Elle observe avec bonheur l’ouverture des Rencontres de Films en Bretagne (ex Doc’Ouest) à la fiction et les succès engrangés par le Groupe Ouest – « il faut multiplier et accompagner les démarches de ce type » -. Elle soutient qu’il faut encourager les initiatives entre régions françaises et européennes. Elle considère que les structures régionales souffrent de leur taille « trop petite » et, « sans aller jusqu’à l’intégration », devraient trouver « des regroupements sous des formes innovantes, – pourquoi pas en Scop ? -, pour se doter d’une base financière plus solide.

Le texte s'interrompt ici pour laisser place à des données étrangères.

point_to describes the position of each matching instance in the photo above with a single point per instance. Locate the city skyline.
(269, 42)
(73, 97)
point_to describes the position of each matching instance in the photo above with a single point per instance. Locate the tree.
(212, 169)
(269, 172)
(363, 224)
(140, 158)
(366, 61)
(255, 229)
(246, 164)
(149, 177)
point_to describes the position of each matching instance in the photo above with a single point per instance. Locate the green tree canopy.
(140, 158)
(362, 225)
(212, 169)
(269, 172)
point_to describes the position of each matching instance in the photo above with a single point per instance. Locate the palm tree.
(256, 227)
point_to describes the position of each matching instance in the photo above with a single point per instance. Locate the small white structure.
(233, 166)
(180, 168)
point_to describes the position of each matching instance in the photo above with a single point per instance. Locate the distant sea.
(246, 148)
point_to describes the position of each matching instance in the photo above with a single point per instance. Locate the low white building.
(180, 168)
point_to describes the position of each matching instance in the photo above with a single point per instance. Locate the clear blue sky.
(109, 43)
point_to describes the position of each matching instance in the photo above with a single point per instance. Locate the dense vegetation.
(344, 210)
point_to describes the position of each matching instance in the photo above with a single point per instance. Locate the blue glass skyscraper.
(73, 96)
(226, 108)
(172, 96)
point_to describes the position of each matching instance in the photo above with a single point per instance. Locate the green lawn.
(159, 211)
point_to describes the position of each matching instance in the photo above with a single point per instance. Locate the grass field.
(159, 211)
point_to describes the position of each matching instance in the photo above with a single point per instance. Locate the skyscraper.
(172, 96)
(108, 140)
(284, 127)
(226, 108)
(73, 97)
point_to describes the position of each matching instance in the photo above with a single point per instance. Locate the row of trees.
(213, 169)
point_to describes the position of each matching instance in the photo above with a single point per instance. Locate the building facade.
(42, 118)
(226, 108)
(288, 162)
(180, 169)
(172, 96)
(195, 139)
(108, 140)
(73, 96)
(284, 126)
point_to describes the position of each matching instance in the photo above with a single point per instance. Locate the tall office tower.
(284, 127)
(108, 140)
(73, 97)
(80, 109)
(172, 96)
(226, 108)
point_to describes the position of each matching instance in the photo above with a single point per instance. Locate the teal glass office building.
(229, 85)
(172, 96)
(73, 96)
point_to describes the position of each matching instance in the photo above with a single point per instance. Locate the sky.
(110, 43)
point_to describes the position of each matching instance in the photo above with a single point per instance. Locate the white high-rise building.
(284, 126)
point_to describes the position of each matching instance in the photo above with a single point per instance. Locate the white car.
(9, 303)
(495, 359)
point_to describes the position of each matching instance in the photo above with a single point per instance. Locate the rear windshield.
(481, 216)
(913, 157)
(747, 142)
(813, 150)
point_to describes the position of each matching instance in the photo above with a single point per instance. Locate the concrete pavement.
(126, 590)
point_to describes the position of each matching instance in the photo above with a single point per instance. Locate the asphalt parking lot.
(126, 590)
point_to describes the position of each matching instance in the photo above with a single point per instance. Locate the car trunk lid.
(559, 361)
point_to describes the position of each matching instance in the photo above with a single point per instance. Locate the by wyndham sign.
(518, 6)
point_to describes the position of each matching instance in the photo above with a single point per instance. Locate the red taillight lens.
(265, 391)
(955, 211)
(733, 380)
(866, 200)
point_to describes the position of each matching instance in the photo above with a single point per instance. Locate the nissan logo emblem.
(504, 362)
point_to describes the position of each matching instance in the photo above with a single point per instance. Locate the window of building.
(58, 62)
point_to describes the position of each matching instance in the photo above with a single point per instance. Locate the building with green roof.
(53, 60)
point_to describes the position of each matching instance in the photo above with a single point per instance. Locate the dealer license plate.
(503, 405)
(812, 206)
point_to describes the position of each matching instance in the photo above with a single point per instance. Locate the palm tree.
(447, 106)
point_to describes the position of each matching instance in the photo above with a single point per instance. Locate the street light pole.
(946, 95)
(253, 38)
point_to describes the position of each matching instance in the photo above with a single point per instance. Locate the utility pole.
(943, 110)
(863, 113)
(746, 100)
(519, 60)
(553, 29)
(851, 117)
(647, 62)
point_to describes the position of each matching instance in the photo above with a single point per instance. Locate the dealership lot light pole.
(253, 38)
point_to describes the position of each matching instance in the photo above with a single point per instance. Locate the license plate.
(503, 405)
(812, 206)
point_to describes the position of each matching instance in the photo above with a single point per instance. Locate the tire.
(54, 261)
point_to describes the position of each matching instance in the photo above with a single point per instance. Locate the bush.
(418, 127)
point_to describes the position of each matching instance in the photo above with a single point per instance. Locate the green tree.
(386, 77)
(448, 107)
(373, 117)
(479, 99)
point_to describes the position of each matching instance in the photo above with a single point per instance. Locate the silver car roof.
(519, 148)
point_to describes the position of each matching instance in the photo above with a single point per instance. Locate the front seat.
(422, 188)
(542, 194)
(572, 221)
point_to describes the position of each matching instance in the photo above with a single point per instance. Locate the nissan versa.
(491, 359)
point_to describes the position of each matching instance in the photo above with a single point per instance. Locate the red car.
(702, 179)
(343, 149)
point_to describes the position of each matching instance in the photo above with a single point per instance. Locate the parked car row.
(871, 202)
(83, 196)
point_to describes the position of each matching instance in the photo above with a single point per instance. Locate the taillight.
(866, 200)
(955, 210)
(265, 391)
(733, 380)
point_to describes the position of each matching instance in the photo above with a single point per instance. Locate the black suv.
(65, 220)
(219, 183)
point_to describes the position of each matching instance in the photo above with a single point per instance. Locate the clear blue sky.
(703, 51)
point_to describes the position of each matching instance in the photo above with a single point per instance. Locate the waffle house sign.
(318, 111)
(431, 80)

Peut-être réfléchir aussi à une plate-forme régionale de crowdfunding : la richesse et la diversité des réseaux en Bretagne devraient réussir à drainer une multitude de minuscules ruisseaux de 10 €, de 20 €… pour faire quelques rivières ». La femme d’action n’a pas dit son dernier mot et dans les limites requises par la « jubilación » qui l’emmènera notamment chaque année pendant deux mois en Afrique du Sud où réside l’un de ses trois enfants, elle veut bien rester disponible au sein du PAB « pour donner des pistes de débats, ce qui ne veut pas dire que celles-ci ont une valeur pour le terrain tel qu’il se présente en cette fin 2015 ».
Nathalie Marcault
Les dessins de Schwartz ont été réalisés lors d’une émission de TV Rennes consacrée à Ina Atlantique.